Using MIMO radars provides more accurate azimuth and elevation angle information of targets compared to conventional radars. To enhance surface scattering analysis and enable the use of additional features, a 77 GHz radar system with two transmitting and four receiving antennas was developed in [85]. The antennas were installed at a height of 1 meter with an incident angle of 75 degrees, resulting in a surface distance of approximately 4 meters. Six surface classes, including grass, concrete, asphalt, wet grass, wet concrete, and wet asphalt, were classified using Random Forest (RF), SVM, and KNN methods, with distinct features selected for each. The maximum accuracy of classification achieved was 98.17%.
In [86], a 24 GHz FMCW MIMO radar with a 3 GHz bandwidth, equipped with 2 transmitting and 4 receiving antennas , was mounted on a moving robotic platform to classify surfaces, including carpet, tile, and wood. A fully connected neural network and SVM algorithms were used to analyze the amplitude features of the signal over a range of 1 meter.
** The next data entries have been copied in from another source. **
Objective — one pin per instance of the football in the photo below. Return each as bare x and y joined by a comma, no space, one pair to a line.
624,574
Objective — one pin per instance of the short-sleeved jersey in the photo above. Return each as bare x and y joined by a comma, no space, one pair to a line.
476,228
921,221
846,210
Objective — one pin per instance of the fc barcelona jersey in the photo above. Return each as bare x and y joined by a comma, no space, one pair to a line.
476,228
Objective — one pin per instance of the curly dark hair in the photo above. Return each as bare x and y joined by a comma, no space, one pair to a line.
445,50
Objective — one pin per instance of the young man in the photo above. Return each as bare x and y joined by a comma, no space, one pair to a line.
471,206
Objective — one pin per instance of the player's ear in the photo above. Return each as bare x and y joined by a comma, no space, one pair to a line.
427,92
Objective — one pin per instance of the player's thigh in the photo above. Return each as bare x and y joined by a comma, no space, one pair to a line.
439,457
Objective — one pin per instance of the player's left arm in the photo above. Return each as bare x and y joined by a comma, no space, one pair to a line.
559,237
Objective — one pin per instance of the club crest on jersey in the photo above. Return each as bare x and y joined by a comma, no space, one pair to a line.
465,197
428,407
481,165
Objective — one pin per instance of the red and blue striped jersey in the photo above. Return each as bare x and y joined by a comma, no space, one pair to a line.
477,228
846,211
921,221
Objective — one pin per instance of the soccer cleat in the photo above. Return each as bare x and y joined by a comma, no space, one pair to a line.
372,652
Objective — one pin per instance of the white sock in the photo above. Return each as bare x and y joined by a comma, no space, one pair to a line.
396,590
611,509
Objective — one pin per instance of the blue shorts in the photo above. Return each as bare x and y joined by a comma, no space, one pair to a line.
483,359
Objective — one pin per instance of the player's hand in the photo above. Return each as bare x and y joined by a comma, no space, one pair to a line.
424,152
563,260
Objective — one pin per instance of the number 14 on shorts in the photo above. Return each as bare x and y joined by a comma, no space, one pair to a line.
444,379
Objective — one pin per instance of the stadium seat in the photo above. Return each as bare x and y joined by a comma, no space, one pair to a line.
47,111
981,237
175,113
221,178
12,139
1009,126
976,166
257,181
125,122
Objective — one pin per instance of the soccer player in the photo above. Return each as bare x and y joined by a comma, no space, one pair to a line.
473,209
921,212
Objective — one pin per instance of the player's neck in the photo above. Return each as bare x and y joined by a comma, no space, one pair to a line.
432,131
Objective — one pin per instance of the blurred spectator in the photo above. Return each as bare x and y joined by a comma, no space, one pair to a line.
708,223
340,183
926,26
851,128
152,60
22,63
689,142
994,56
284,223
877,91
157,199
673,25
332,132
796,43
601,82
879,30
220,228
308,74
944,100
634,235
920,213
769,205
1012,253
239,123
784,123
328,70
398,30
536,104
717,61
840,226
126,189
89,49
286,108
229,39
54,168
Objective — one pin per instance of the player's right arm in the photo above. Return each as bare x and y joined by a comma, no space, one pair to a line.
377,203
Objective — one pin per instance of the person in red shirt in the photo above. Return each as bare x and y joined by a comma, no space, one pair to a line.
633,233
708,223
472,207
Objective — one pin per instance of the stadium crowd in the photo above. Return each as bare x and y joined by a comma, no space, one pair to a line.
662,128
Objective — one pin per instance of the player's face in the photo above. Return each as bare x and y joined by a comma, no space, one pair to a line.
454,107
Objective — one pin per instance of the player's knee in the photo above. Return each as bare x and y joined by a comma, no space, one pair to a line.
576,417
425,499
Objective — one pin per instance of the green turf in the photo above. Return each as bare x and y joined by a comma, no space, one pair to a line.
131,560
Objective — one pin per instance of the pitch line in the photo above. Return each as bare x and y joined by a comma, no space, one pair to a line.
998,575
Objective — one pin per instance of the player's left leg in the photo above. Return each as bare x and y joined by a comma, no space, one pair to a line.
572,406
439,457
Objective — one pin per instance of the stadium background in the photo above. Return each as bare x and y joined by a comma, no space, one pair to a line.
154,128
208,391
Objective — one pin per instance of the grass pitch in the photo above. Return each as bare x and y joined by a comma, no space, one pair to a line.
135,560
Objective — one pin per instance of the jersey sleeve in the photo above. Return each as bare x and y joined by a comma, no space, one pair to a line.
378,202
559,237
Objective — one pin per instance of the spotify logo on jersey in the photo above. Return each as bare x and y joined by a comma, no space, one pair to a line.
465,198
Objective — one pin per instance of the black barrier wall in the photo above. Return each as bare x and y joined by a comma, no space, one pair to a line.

Classification accuracy improved as the number of radar channels increased, achieving approximately 99%. Interestingly, adding signal phase features did not enhance classification accuracy, suggesting that the classification relies primarily on amplitude features.
In [87], the use of entropy-alpha anisotropy (HαA) decomposition was proposed for recognizing road surface conditions using automotive radar. The HαA decomposition operates on the statistical properties of the polarimetric signatures of an object to extract specific features. A radar operating at 80 GHz with a 10 GHz bandwidth was employed to classify dry asphalt, wet asphalt, and asphalt covered with gravel. Clear differences were observed between surfaces, offering prospects for utilizing this method in surface classification.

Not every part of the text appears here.